VICTORIA'S coal-fired power generators have been dealt a blow in their bid to take a bigger share of the state's water, after an advisory panel told the state government not to give away a ''rare bounty''.
The advice puts the government in an awkward position after Energy Minister Peter Batchelor threw his support behind the power companies' controversial proposals in November.
Latrobe Valley generators use about 125 billion litres of water a year - one-third of Melbourne's annual consumption - and have asked the government for access to a larger volume and more guaranteed supplies.
Central to the bid is a request to tap into a portion of unallocated water in Blue Rock dam, likely to be worth about 20 billion litres a year.
But the panel - hired to advise Water Minister Tim Holding on the development of a 50-year strategy - has named uncertainty in the coal industry as a reason not to give the water to the generators.
The panel, which includes some of the state's top water experts such as Professor John Langford and Christine Forster, said the government should keep the water in public hands.

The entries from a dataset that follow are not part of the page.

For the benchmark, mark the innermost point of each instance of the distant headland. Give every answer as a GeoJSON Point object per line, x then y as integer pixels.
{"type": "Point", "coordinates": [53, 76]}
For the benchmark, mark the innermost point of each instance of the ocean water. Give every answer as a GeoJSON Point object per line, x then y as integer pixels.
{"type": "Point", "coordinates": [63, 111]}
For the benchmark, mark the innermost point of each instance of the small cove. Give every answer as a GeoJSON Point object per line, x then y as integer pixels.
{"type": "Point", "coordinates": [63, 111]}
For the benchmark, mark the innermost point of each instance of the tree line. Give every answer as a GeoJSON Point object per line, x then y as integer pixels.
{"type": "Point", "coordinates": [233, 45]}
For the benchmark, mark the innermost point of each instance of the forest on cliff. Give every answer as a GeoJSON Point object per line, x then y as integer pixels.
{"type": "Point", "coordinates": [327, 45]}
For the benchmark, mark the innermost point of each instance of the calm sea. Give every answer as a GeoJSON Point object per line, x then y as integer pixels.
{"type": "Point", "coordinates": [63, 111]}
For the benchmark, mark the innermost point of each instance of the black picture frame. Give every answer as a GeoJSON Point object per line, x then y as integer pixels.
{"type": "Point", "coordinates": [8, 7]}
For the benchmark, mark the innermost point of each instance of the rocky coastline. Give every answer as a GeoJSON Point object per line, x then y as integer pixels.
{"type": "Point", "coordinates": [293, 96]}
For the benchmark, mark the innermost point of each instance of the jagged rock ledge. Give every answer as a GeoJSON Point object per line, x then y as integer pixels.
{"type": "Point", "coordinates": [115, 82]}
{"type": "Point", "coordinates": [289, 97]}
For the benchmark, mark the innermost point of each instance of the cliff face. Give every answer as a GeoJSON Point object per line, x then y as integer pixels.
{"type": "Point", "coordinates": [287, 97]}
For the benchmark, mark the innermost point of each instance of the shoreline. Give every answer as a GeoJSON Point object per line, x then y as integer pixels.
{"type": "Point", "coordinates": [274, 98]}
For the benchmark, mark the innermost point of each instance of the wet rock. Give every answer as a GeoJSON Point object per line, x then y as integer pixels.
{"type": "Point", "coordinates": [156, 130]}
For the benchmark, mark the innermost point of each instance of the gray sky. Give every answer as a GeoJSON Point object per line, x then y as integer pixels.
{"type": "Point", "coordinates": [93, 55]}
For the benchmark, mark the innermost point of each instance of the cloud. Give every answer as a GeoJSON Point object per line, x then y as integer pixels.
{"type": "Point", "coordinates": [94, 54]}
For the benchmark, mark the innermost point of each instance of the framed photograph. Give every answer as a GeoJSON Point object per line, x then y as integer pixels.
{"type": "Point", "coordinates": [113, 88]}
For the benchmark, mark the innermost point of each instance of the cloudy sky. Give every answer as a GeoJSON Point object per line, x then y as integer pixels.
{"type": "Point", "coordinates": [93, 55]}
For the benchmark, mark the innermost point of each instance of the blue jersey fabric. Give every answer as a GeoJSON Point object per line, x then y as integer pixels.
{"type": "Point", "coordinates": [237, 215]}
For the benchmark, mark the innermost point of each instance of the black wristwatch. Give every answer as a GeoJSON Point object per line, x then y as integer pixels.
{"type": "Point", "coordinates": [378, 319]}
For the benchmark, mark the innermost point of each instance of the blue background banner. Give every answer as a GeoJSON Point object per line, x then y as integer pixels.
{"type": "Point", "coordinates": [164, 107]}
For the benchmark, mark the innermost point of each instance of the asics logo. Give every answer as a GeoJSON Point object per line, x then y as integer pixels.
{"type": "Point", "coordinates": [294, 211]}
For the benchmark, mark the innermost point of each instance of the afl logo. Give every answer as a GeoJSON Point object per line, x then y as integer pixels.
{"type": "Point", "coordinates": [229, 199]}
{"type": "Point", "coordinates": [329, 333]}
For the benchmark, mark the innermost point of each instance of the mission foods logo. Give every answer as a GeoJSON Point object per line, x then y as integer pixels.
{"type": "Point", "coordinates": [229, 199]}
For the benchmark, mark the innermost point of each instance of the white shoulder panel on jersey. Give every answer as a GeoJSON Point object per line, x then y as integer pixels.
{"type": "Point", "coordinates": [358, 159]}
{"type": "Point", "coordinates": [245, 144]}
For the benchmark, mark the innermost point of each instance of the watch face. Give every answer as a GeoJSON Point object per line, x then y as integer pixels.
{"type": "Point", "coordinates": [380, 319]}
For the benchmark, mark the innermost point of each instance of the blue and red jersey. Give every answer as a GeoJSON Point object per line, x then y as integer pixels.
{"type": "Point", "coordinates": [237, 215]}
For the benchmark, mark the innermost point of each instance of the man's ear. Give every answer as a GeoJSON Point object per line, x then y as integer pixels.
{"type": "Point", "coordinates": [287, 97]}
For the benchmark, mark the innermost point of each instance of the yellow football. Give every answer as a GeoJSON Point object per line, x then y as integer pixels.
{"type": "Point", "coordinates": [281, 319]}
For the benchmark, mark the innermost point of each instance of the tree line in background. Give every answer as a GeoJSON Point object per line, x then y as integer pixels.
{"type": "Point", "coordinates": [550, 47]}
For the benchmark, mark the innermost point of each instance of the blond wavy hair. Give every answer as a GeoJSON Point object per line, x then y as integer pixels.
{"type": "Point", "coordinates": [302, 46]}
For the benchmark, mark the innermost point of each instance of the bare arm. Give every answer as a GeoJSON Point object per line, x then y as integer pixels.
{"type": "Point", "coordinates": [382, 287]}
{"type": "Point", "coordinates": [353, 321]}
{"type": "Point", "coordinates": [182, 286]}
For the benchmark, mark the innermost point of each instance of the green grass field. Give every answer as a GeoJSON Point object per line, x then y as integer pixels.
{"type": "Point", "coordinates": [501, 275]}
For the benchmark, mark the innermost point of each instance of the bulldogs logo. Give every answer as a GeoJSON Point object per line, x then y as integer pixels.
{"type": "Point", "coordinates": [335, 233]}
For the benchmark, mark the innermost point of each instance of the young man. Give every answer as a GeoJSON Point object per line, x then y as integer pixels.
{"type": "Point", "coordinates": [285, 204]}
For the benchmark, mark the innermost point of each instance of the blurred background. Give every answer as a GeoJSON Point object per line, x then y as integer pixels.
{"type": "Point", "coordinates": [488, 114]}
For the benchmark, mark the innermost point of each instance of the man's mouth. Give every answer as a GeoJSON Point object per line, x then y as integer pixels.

Ms Forster said this would give the flexibility to use the water where it was most needed at any given time, for environmental flows, recreational purposes or power generation.
The panel also called for the power companies' water rights to be brought into line with those of irrigators and water authorities.
Such a move would compel the power generators to continue pumping their treated waste water into nearby rivers.
Waste water from power stations makes up most flows down the Latrobe River, but the generators have warned that, under current rules, they are not compelled to give their water back to the rivers.
A draft decision over how to allocate the Blue Rock water is due this year.
The fight for more of Victoria's water has raised further questions about the Latrobe Valley generators, some of which are among the most polluting power stations in Australia.
The generators have warned that switching to clean-coal technologies could also increase the sector's drain on water supplies.
But federal Water and Climate Change Minister Penny Wong reiterated yesterday that coal would be crucial in energy production for Australia until at least 2050.